If you're in some arbitrary perl script running somewhere and you want to get a mapping between users and "workareas they inhabit", you're going to have to develop some kind of hash table on your own.
Actually, that brings up an interesting thought --- when a user first logs on and clicks their "Workarea" button, they are presented with a list of all workareas in the system for which they have write access. I wonder how TeamSite does that, and if it has some open access to that functionality . . . . . probably not.
Well, if anyone out there is bored and wants to write such a utility, I'd give them props for posting it here.
Tom
Migrateduser
That's a really good point - this functionality should be exposed somehow. Unfortunately I think for FrontOffice you have to maintain a config file to map users to the workareas they have access to, so if it the functionality were available I don't see why they would have to do that (I would have implemented the reverse - let FrontOffice map to any workarea they have access to using this functionality, except the ones listed in the config file). So I doubt it is availble, but since it's in TeamSite it must have been coded.

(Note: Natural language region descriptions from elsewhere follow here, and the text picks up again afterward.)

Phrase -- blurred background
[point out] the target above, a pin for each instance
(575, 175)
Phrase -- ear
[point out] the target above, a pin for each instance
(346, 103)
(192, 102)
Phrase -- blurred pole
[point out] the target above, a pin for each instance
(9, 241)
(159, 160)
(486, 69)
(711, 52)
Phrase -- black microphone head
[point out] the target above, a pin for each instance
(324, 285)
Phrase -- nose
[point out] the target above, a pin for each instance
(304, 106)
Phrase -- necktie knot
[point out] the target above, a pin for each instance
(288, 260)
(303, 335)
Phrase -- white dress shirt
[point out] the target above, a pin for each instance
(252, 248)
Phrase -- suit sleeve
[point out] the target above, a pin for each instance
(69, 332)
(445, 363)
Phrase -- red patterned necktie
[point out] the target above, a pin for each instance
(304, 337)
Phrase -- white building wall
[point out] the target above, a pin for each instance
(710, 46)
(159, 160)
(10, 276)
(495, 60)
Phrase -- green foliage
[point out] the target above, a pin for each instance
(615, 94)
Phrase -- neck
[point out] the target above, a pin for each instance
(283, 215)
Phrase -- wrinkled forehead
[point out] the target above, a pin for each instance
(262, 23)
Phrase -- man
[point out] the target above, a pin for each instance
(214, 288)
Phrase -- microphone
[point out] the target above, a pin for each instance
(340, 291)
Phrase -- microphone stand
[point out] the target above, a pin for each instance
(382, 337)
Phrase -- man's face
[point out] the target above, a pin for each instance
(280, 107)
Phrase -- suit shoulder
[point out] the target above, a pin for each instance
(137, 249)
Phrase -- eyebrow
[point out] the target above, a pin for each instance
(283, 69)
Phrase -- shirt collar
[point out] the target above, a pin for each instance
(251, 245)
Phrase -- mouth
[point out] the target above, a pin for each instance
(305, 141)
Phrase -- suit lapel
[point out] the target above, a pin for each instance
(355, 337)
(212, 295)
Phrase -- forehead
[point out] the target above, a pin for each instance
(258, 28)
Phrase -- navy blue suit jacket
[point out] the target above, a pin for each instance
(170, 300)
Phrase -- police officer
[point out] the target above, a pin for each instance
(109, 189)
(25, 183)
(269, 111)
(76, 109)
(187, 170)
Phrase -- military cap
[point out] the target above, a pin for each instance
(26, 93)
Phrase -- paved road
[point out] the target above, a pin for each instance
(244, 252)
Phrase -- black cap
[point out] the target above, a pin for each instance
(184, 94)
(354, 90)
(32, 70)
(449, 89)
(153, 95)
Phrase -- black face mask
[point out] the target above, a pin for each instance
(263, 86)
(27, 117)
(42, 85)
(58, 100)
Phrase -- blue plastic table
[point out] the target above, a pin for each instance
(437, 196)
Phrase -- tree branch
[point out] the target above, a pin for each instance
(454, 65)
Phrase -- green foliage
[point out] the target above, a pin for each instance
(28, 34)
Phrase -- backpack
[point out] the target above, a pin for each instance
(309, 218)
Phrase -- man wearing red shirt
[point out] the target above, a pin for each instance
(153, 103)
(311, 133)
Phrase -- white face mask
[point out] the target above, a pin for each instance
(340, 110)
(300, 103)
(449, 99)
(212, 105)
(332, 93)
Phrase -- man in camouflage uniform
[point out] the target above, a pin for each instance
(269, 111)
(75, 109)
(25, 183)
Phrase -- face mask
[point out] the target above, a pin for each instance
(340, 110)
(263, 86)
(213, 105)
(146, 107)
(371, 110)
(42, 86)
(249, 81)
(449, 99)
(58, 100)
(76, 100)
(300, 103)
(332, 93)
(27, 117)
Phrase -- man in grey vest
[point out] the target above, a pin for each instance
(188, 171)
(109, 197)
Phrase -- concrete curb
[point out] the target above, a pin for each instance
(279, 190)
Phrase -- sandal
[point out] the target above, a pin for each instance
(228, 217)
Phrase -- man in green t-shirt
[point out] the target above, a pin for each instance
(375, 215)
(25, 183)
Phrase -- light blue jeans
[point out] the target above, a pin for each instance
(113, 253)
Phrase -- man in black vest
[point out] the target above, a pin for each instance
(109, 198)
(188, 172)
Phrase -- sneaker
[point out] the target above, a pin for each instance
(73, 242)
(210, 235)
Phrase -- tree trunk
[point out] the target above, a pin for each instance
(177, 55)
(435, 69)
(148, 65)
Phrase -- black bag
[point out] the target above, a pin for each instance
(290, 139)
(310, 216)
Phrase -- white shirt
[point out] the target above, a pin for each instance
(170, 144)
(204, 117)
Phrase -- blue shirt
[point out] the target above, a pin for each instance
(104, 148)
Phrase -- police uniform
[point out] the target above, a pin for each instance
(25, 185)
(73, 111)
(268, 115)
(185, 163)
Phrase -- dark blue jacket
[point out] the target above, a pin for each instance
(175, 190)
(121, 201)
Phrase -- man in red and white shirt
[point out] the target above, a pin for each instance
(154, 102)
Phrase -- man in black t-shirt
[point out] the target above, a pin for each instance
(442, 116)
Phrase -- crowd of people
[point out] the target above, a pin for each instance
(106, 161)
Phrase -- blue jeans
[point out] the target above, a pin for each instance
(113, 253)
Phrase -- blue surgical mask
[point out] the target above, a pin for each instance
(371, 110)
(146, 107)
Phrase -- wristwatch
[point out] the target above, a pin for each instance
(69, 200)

I think if the functionality is not exposed a utility that would do it might have to be a scheduled process to write a config file, because it seems like it would be pretty expensive to run it interactively (recurse the filesystem?). Then apps would have to query the config file. Would I get mad props or just props for writing this? I imagine it might be OS-specific.
tvaughan
I don't know about "mad" props -- I don't just go handing those out like so much candy. I guess it would depend on the beast-quotient of your script.
I'm thinking that creating a script that would return a list of WORKAREA vpaths a given user has access to might not be that bad. Most installations I've worked on keep a list of the branches in an
@array
or flat file for use in all sorts of global operations.
You could 'ls' each subdir under each $branch/WORKAREA and check to see if the user in question is either the user owning that workarea, or in the group owning that x7x workarea.
Not too hard, but I'm about to go on a boondoggle to New Orleans for 2 days, so I'll leave this as an exercise to the reader.
Tom
Adam Stoller
We seem to have gotten off on a tangent here - Snoop - did you get your question answered? If not - could you please provide a bit more context for where / how / when this script you're trying to write gets run?